Lately I’ve felt the need to purge. Get rid of junk. Pick the rotten old scab off the skin of my life right now, even though my whole life kind of feels like a rotten scab. 

Purging is not something that comes naturally to me as a person. In college I picked up a bit of a hoarding habit, I thought of myself often as a character in my favorite movie Labyrinth, a puppet who clomps around a land of trash and picks up items that she deems as worthwhile or useful and tosses them on her back until they become a part of her physical body. She hunches over, a hump of trash and antiques towering over her like an extreme hunched back, encouraging the films protagonist to hold on to items in her room that hold nostalgia or aesthetic value. The more I think about it, the more I think my hoarding habit might be drawn from this movie in general, maybe I admired the slow panning camera scene in the beginning of the film where Sarah’s room is filled with toys, knick-knacks, and sweet memorabilia. 

When I left my family home to live by myself for the first time, the hoarding habit got out of hand. I was shopping constantly, if not in store then online. My last apartment in Brooklyn was never ever clean, and was constantly filled with weird things I saved off the street or picked up at thrift stores. When I packed up all this junk and moved across state back to live with my family again, I realized that I was filling my life with nostalgic trash. I remember telling my favorite therapist that I would never be the kind of woman who loves to travel and can fit everything in a bag at a moments notice to hop on a whirlwind adventure. First of all, I think the idea that all young people are privileged enough to travel is dumb, and I won’t get into it now, but the idea of wandering has never appealed to me. I’m a loud person who lives quietly. It takes me a long time for me to figure out where i’m going and feel comfortable in my surroundings, and i’m genuinely happiest when i’m spreading my roots in a place I care about compared to exploring new places I’ve never traversed. 

I still identify as this person, but I definitely have come to acknowledge that I hid behind being a homebody as an identity in my late teens and early 20s. I clung to being the kitschy woman with too many things who was afraid to leave her house on the weekends as an excuse to let the objects in my life take over. Even when I began to embrace paganism in my college years I was really gripping to the excuse to cast spells and leave them hanging around my house as a form of proof that they were working. 

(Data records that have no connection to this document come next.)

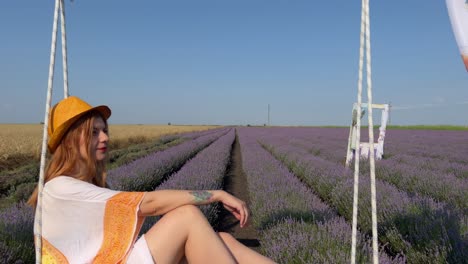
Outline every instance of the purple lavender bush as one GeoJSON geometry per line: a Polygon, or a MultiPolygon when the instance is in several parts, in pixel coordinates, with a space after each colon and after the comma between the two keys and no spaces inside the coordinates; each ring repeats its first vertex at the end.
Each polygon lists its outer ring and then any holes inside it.
{"type": "Polygon", "coordinates": [[[156,152],[132,163],[110,170],[107,183],[112,189],[123,191],[151,191],[165,176],[178,170],[188,159],[207,147],[226,130],[200,136],[180,145],[156,152]]]}
{"type": "Polygon", "coordinates": [[[392,158],[378,164],[376,176],[409,194],[444,201],[468,213],[468,181],[453,174],[422,169],[392,158]]]}
{"type": "Polygon", "coordinates": [[[2,263],[33,263],[34,210],[24,203],[0,212],[0,257],[2,263]]]}
{"type": "Polygon", "coordinates": [[[218,133],[220,131],[226,131],[228,129],[229,128],[222,127],[222,128],[208,129],[208,130],[202,130],[202,131],[193,131],[193,132],[179,134],[179,136],[184,139],[197,139],[201,136],[218,133]]]}
{"type": "MultiPolygon", "coordinates": [[[[232,143],[235,130],[231,129],[226,135],[220,137],[209,147],[200,151],[189,160],[179,171],[172,174],[156,190],[220,190],[223,188],[223,179],[230,161],[232,143]]],[[[208,221],[215,225],[218,215],[218,205],[201,206],[202,212],[208,221]]],[[[149,217],[142,228],[146,232],[159,217],[149,217]]]]}
{"type": "MultiPolygon", "coordinates": [[[[350,263],[351,227],[336,217],[315,224],[285,218],[263,231],[262,246],[266,255],[278,263],[350,263]]],[[[358,235],[356,263],[371,263],[371,240],[358,235]]],[[[404,256],[390,258],[379,252],[379,263],[406,263],[404,256]]]]}
{"type": "MultiPolygon", "coordinates": [[[[315,191],[321,193],[321,197],[340,214],[351,219],[351,174],[337,168],[340,165],[336,162],[326,161],[306,148],[290,144],[291,139],[287,135],[279,138],[278,134],[271,134],[261,138],[263,144],[315,191]]],[[[358,222],[361,229],[369,234],[370,184],[366,184],[368,176],[361,178],[364,178],[360,187],[363,197],[360,198],[358,222]]],[[[393,185],[380,181],[377,181],[377,190],[379,234],[382,243],[389,243],[387,250],[391,254],[403,252],[409,262],[416,263],[434,260],[458,263],[467,258],[467,253],[460,250],[467,247],[460,233],[463,217],[450,210],[446,204],[434,202],[430,198],[410,197],[393,185]],[[438,221],[429,225],[428,222],[434,222],[432,219],[438,221]],[[433,232],[428,232],[430,230],[433,232]]]]}
{"type": "MultiPolygon", "coordinates": [[[[351,237],[343,233],[351,234],[350,226],[258,144],[257,132],[241,128],[239,141],[263,252],[279,263],[349,263],[351,237]]],[[[359,233],[358,245],[358,263],[369,262],[368,239],[359,233]]],[[[404,263],[380,256],[382,263],[404,263]]]]}

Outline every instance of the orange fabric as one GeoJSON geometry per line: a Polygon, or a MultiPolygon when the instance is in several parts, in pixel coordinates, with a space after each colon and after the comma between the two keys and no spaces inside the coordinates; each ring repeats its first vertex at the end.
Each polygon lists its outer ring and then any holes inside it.
{"type": "Polygon", "coordinates": [[[44,264],[68,264],[67,258],[49,243],[45,238],[42,238],[42,263],[44,264]]]}
{"type": "Polygon", "coordinates": [[[144,193],[121,192],[106,203],[104,238],[93,263],[125,263],[144,218],[137,212],[144,193]]]}

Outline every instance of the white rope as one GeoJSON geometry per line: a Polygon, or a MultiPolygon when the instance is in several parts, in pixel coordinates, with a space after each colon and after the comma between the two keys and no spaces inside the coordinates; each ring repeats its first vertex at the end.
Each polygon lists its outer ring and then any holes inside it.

As I’ve been getting more invested in my research into production values as it relates to our fast consuming society, I felt that my life was no longer living up to the expectation of my morals. I could no longer look at the pile of pilled fast fashion clothes in the corner of my room endearingly as things I should save to wear one day. I also found that the more I committed to making choices that would lead to long term happiness versus short term satisfaction, I couldn’t keep physically or metaphorically stepping over the trash in my life anymore. I also have been doing some very minimal (blatant pun intended) research into minimalist lifestyles, mostly using youtube and blogs. I particularly like a youtuber and blogger called Rachel Aust, who has very reasonable recommendations for consolidating your life but still appeasing aesthetic needs. She made a 30 day entering minimalism challenge that I might try to record here on this blog. 


This being said, I’m never ever ever going to be a minimalist. I’m never going to be a woman with five total pairs of shoes or be able to fit all of my clothes in one travel casual duffel. I’m literally a maker, by definition I put more things into the world, i’m not great at taking them away. But the more I think about the well being of myself as  person, consumer, and a woman, the more I need to get ride of the things that don’t fit me physically  or morally anymore. I dumped 6 bags of my former treasures into a donation bin today, and i’m currently just happy to be swathed in clean sheets and be able to see the floor of my room.